Here is how we define the best-of-both-worlds educational philosophy and curriculum:
At Echo Horizon, our best-of-both-worlds curriculum combines the strongest structures of traditional education with the best researched and evidence-tested innovation. We carefully assess each developmental stage and the needs of each individual student as we build the optimal learning environment for our scholars. We remain open-minded and flexible with our approaches while also understanding that some skills must be mastered as building blocks for deeper learning.
Our best-of-both-worlds philosophy is supported by the research of experts in the field of education. These experts guide our thinking and our pedagogical decision-making. One overarching theme that our changing global world has taught us is that the skills our children need to succeed are quite different from the ones needed when we were in school. The educational system put in place during the Industrial Revolution may have served us, but it no longer serves our young people. This reality forces us to evaluate and adapt both our definition of success and the dispositions we need to teach and practice with our young people.

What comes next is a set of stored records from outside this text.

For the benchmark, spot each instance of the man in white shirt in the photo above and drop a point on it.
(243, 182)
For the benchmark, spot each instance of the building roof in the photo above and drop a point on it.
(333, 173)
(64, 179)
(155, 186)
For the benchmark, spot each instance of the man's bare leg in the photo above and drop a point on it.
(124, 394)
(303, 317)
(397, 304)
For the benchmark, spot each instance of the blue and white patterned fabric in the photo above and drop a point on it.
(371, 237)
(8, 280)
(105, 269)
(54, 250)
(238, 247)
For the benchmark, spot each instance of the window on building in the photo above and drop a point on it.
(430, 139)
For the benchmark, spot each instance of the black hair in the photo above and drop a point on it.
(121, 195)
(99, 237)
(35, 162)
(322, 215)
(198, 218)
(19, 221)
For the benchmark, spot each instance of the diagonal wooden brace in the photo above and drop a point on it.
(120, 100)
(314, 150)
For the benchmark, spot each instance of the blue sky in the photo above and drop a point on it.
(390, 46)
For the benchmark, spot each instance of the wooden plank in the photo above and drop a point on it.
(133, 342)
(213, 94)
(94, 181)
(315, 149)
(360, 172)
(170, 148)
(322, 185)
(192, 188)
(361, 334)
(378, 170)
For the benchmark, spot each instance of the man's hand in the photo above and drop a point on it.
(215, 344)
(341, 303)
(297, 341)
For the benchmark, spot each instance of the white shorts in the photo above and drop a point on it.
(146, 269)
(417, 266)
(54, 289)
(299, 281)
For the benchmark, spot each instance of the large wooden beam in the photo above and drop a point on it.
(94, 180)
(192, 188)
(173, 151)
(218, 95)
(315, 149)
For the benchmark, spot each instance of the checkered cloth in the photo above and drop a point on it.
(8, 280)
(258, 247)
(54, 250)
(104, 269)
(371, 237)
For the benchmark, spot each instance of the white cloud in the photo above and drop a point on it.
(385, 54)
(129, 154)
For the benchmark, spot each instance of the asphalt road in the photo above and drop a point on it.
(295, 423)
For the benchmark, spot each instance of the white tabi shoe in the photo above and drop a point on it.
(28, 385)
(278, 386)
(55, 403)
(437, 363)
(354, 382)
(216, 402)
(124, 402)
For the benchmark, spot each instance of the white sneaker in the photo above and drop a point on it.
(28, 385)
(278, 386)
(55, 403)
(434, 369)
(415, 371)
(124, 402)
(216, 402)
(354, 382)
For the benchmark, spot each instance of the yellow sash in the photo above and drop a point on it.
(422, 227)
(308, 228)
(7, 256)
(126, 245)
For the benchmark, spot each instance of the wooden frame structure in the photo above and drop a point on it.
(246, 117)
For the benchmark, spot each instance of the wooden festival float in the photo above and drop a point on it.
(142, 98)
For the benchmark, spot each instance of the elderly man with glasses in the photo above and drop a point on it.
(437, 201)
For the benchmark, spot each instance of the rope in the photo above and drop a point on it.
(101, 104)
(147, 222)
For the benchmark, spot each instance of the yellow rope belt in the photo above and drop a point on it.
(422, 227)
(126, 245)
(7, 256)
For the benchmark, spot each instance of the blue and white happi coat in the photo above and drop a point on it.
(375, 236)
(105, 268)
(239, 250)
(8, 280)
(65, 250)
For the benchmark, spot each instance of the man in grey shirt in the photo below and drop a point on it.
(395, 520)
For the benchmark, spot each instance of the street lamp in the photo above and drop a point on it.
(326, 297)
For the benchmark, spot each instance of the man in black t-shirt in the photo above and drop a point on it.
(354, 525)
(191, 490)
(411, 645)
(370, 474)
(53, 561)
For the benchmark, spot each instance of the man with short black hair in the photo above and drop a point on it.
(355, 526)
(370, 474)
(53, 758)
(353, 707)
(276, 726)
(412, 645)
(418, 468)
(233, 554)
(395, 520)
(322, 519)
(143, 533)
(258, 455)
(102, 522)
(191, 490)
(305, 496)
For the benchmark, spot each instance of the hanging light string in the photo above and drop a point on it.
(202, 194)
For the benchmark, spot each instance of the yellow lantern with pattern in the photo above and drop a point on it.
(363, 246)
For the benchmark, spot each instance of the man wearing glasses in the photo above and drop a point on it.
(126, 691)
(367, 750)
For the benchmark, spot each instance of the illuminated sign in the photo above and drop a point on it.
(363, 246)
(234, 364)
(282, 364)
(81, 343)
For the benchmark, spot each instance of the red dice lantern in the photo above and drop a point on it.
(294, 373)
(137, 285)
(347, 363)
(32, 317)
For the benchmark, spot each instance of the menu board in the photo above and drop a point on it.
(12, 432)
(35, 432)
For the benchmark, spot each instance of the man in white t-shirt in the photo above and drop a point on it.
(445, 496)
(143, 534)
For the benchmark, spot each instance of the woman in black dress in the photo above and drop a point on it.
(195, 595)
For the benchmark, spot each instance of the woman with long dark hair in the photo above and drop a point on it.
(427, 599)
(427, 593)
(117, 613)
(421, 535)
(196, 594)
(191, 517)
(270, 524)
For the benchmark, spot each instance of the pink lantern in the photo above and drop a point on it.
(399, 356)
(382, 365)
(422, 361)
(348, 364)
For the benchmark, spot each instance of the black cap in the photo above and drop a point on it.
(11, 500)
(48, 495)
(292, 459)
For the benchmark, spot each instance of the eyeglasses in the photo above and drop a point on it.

- In the words of Dr. Denise Pope of Stanford University, “our current fast-paced, high-pressure culture works against everything we know about healthy child development. While there is content that must be mastered, our singular focus on results has led to a lack of attention to other components of a successful life—the ability to be independent, adaptable, ethical, and motivated critical thinkers.”
- Dr. Tony Wagner posits that to create the next generation of innovators and changemakers, we must not “double-down on outmoded, formulaic solutions—but embrace the principles of play, passion, and purpose.” Children need time and space to wonder and discover, make mistakes and try again and again, and be accountable for their own learning (not just do as they are told). It’s our duty as educators to provide children with the conditions under which they can be challenged, find joy, and explore the world around them. Why do so many children dread school and count the minutes until it is over? Because we fail to create dynamic spaces where learning comes to life.
This year, our eldest scholars, the sixth-grade students, will embark for the first time on an elective entitled “Purpose Learning,” which gives them time and space to consider and act upon their interests, their passions, and the impact they can have on our community and our world. Our youngest scholars, the Pre-K and K students are using literature and field trips to explore what community means and how they might become contributing positive members of the Echo Horizon and Culver City communities.
At Echo Horizon, we are committed to creating these “dynamic spaces where learning comes to life.” I hope that you all had wonderful summers (and Septembers and Octobers!) filled with learning, reflection and growth. We commit to continuing that growth for you and your children in diverse and engaging ways!
1 Pope, D., Brown, M., & Miles, S. Overloaded and Underprepared: Strategies for Stronger Schools and Healthy, Successful Kids. John Wiley & Sons, 2015.